Complaining about music is really important.
Pastors love to complain about complaints. We’re taught to do it in Bible College. The joke is that churches have the deepest divisions over the stupidest things: the style of worship music, and the colour of the carpet. In the grand scheme of things, what do these things really matter? Who cares if it’s gospel or grunge, if we’re faced with God?
As much as I’m inclined to agree, that we should worship God just as eagerly no matter what style the music is in (and as long as it’s theologically correct – but that’s a rant for another day), it didn’t hit me until that drive home that musical style is only unimportant as long as we’re uninvolved, as long as we’re only receiving, as long as we’re sitting in pews but mentally removing ourselves from the situation around us in the hope of somehow seeing God in our mind’s eye.
After 20 years of that type of worship, I’ve come to the conclusion that it’s not really worship. Sorry if that thought offends anyone.
Real worship isn’t an experience, it’s an action; it’s a verb. But more than that, as I’ve been learning in school, worship is participation: with God, with each other, in an endless economy of grace and gift. Some people call it “relevance”, but ultimately, if I can’t even relate to what I’m “giving” to God – the songs I’m singing – then am I really giving Him anything? What am I participating in? It’s good to sing old hymns and feel connected to the billions of Christians throughout history who have sang those same words, but I don’t just participate with the church of the past, but also the present, and if I don’t relate to the modern worship I’m mouthing, all I’m showing to God is that I’m willing to warm a pew and repeat words that are almost meaningless to me in a religious ritual of boredom. There is nothing of me in what I’m presenting to God; it is not my worship.
Worship is inherently creative, and being someone who’s always staunchly said “I’m not creative”, it’s taken me a long time to admit that. But when I think about the way in which human beings create, I can’t deny it. We can’t create like God – there is nothing new under the sun – but we co-create with God in wonderful ways. We recombine the things that God has created, whether they are colours or sounds or genetic material; we name them and study them and put our own mark on them, and express our own ideas about them; and in so doing they become in some sense ours, but are never less than fully God’s. Co-creation. Participation. Worship.
And this is why every generation complains about the style of worship music.
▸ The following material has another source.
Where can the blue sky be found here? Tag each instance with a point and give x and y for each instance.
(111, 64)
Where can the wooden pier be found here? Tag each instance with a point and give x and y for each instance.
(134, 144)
Because without being able to relate to our act of “worship” there is no co-creation, there is no gift…there is no worship.
I find it interesting that the same people who complain that young adults are leaving the church are the ones who have pushed the “safe” “Christian culture” on us all our lives, and then fight against those who try to make church “relevant” by embracing popular culture. The fight to keep our children “safe” from popular culture has killed generations of real Christian culture, culture that flows from the co-creating activities of God’s people. The fight against our culture has killed our worship, giving us very little reason to show up at church.
So by all means, complain about the style of worship music. Then make some “music” to the Lord, whatever that looks like for you. Someday, your kids will be the ones complaining about the worship style, because it’ll be your style and they won’t be able to relate to it. Listen to them.